5. Il résulte des termes de la décision du 14 février 2025 que le conseil départemental des Pyrénées-Atlantiques de l’ordre des médecins a informé le requérant de sa décision de saisir le Conseil régional de Nouvelle-Aquitaine d’une demande de mise en œuvre de la procédure d’expertise, relative au contrôle de l’insuffisance professionnelle dans le cadre de l’inscription au tableau de l’ordre avant de statuer sur sa demande en précisant qu’il se conformerait à son avis sur la possibilité de l’inscrire. Contrairement à ce que soutient M. A cette décision ne constitue pas un refus d’inscription au tableau de l’ordre des médecins mais une demande d’expertise complémentaire concernant la compétence professionnelle de l’intéressé, cette saisine n’étant pas susceptible de recours, la demande d’inscription étant toujours en cours d’instruction. Dans ces conditions, M. A n’est manifestement pas fondé à demander à la juge des référés d’enjoindre au conseil départemental de l’inscrire au tableau de l’ordre des médecins en faisant valoir que la demande d’expertise présente un caractère dilatoire ou illégal, ou constituerait une décision explicite de refus d’inscription dès lors que non seulement cette demande d’expertise ne peut pas être contestée, mais encore qu’il n’a pas été statué sur sa demande.

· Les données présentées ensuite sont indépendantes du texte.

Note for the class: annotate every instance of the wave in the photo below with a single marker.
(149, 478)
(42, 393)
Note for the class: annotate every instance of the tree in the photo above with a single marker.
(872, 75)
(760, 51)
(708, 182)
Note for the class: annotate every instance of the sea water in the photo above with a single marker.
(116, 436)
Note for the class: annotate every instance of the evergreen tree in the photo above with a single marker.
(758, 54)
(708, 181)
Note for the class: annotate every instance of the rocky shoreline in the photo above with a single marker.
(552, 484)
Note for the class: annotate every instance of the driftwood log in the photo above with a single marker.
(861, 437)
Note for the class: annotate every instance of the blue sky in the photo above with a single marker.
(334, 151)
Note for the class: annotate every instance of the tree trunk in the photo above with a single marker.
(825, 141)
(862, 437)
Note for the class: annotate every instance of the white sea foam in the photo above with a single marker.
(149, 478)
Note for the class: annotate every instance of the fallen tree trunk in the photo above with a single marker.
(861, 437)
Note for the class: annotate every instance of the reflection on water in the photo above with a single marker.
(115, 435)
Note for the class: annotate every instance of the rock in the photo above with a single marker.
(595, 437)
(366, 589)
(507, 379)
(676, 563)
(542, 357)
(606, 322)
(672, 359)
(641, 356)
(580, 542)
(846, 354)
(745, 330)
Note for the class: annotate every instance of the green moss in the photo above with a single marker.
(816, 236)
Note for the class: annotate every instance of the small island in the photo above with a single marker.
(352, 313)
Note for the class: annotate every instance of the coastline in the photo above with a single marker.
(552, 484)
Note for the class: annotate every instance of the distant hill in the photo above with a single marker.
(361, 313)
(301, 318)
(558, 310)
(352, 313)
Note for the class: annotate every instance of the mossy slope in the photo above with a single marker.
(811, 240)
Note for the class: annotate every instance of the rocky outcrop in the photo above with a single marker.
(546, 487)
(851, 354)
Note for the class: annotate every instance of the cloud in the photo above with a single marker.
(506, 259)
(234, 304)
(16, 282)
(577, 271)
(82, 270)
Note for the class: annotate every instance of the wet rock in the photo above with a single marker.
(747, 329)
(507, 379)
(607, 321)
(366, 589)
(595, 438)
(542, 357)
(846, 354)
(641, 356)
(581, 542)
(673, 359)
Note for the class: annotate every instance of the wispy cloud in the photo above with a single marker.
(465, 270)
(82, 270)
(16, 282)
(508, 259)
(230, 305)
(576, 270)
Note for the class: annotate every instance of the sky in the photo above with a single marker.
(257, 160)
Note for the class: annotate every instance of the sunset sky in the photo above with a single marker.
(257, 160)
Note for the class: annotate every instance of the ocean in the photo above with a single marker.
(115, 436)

6. Il résulte de ce qui précède, sans qu’il soit besoin de se prononcer sur la condition d’urgence, qu’en l’absence d’atteinte manifestement illégale à une liberté fondamentale, la requête de M. A ne peut qu’être rejetée en toutes ses conclusions en application de l’article L. 522-3 du code de justice administrative.
O R D O N N E :
Article 1er : La requête de M. A est rejetée.

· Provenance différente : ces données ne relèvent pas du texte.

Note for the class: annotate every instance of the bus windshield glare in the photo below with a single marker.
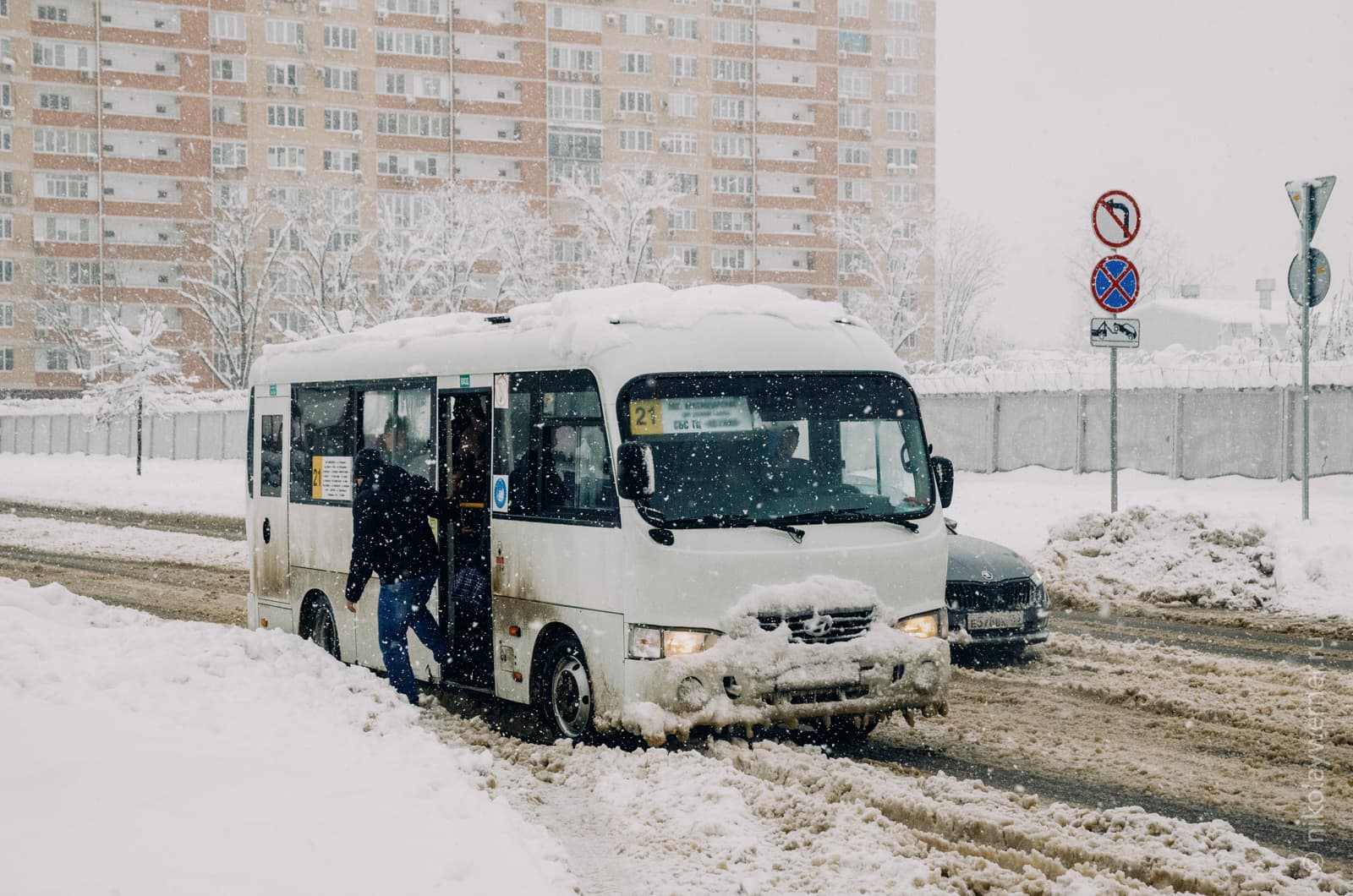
(744, 450)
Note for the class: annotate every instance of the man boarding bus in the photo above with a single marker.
(704, 508)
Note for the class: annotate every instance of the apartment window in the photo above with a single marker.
(229, 153)
(903, 46)
(288, 157)
(638, 24)
(340, 119)
(854, 83)
(901, 156)
(61, 56)
(284, 31)
(572, 103)
(574, 18)
(340, 79)
(682, 144)
(730, 146)
(901, 121)
(682, 105)
(636, 63)
(227, 68)
(284, 74)
(732, 31)
(903, 194)
(903, 83)
(635, 101)
(683, 65)
(854, 117)
(852, 189)
(739, 184)
(344, 160)
(413, 44)
(64, 229)
(683, 220)
(852, 153)
(227, 26)
(732, 221)
(731, 108)
(682, 29)
(730, 259)
(726, 69)
(281, 115)
(572, 58)
(340, 37)
(904, 11)
(64, 186)
(633, 141)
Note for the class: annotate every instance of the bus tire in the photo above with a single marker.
(563, 693)
(322, 630)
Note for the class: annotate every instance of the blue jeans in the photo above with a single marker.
(401, 607)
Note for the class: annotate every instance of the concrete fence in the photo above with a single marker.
(216, 434)
(1181, 434)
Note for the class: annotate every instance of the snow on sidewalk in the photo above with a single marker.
(153, 757)
(91, 539)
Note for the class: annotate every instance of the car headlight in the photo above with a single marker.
(922, 624)
(647, 642)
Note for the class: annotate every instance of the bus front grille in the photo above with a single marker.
(824, 627)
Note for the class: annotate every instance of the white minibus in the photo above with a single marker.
(674, 511)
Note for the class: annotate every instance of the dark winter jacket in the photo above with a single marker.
(390, 531)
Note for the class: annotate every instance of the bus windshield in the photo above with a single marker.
(755, 448)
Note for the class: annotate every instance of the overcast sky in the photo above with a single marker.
(1201, 108)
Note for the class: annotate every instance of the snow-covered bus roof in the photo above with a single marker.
(619, 332)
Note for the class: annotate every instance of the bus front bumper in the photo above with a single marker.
(766, 681)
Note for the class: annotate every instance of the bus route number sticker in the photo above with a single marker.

Article 2 : La présente ordonnance sera notifiée à M. B A.
Fait à Pau, le 13 mars 2025.
La juge des référés,
F. C
La République mande et ordonne à la ministre de la santé et de l’accès aux soins en ce qui la concerne ou à tous commissaires de justice à ce requis en ce qui concerne les voies de droit commun contre les parties privées, de pourvoir à l’exécution de la présente décision.